Da questa constatazione hanno preso il via scioperi spontanei, rilanciati da alcune sigle sindacali di base. La protesta è andata allargandosi, specialmente nel settore logistico, più esposto a contagi, avendo a che fare con persone e merci che si spostano per tutta la penisola.
A questo punto il governo ha dovuto concedere qualcosa. La sera di lunedì 23 marzo un decreto ha messo per iscritto la lista di quali attività economiche potevano chiudere e quali no.
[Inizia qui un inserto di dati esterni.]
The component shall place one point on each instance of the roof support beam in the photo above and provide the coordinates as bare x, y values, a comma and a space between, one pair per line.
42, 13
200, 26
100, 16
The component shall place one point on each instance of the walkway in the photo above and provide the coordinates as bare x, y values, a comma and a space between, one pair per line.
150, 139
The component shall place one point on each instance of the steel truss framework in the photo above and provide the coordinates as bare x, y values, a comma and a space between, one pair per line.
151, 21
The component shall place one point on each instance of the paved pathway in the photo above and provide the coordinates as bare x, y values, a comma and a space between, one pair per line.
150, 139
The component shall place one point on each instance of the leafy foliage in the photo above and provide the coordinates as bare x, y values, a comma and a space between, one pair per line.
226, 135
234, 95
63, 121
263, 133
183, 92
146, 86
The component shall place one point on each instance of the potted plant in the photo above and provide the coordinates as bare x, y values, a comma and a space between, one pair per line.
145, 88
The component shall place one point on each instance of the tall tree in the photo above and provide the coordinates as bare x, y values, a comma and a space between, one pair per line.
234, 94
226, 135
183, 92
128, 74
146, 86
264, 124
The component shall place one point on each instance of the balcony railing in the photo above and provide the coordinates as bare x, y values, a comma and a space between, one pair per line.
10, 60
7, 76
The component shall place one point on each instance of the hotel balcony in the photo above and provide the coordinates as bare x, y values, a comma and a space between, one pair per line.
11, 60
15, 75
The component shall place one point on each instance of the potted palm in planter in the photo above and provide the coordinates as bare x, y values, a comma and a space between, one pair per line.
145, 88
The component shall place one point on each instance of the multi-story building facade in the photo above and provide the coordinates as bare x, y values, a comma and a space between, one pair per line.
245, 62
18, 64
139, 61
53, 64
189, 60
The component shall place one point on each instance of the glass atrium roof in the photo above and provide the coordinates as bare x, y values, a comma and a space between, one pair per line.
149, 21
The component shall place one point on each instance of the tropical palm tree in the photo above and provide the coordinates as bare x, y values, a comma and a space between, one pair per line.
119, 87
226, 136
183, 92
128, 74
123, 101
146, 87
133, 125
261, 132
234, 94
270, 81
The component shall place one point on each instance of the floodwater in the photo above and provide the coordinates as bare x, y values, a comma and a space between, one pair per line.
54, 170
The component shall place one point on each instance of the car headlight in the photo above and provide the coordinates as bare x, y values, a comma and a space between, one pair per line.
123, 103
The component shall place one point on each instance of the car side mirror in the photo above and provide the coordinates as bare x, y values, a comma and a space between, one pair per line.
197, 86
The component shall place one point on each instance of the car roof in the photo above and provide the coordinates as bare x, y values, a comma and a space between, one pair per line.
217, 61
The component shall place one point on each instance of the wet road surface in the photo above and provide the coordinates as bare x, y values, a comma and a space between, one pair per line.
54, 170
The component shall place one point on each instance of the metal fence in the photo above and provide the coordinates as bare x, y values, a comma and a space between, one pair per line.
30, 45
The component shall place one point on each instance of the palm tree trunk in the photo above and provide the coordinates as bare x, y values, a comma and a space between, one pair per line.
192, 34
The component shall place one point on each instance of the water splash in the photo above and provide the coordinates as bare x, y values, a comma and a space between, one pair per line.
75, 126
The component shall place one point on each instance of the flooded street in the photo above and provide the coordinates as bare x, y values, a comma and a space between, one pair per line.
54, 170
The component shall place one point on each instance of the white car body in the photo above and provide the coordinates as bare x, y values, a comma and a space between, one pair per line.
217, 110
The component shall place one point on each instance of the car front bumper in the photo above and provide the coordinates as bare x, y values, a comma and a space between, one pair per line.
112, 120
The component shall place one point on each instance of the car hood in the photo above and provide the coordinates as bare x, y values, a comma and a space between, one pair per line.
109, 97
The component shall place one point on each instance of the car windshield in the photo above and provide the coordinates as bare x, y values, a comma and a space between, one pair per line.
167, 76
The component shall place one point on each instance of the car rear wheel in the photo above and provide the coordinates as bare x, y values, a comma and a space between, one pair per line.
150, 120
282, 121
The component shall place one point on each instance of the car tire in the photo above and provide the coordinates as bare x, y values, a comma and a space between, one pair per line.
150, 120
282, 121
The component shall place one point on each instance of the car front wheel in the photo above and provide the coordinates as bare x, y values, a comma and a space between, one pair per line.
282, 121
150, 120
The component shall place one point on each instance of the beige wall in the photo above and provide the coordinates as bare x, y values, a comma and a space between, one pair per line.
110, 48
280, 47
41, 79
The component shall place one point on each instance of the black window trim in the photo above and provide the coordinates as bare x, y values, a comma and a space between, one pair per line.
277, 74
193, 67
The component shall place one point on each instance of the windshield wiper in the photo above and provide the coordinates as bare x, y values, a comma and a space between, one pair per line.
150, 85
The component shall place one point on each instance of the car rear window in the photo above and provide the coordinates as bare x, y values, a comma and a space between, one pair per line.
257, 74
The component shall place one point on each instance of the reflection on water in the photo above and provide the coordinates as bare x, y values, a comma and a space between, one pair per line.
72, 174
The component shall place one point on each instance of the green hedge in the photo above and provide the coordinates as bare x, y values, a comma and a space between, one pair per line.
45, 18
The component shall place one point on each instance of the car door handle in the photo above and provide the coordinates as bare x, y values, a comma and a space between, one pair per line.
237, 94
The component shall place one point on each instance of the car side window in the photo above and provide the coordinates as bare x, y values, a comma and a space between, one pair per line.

Ma fra le attività economiche “strategiche” ne sono state inserite talmente tante da rendere il provvedimento una presa in giro e da rendere necessari ulteriori scioperi che non sono tardati ad arrivare. Già nella notte tra lunedì e martedì, per ammissione degli stessi quotidiani nazionali, sono partiti scioperi in numerosi stabilimenti di diversi settori industriali: dal metalmeccanico al siderurgico, passando per la produzione di plastica e gomma.
Il 25 marzo, lo stesso giorno in cui Cgil, Cisl e Uil hanno approvato una nuova lista proposta dal governo ampia e vaga quanto la precedente, c’è stato uno sciopero nazionale di lavoratori, con una protesta simbolica di centinaia di operatori sanitari, il cui appello è sostanzialmente stato il seguente: noi non possiamo scioperare ma voi potete farlo per noi e per evitare nuovi contagi.
Astenersi dal lavoro in questo momento è un modo chiaro di tutelare la propria salute e quella collettiva, oltre che esprimere il rifiuto per uno sfruttamento che prosegue nell’emergenza come nella “normalità”.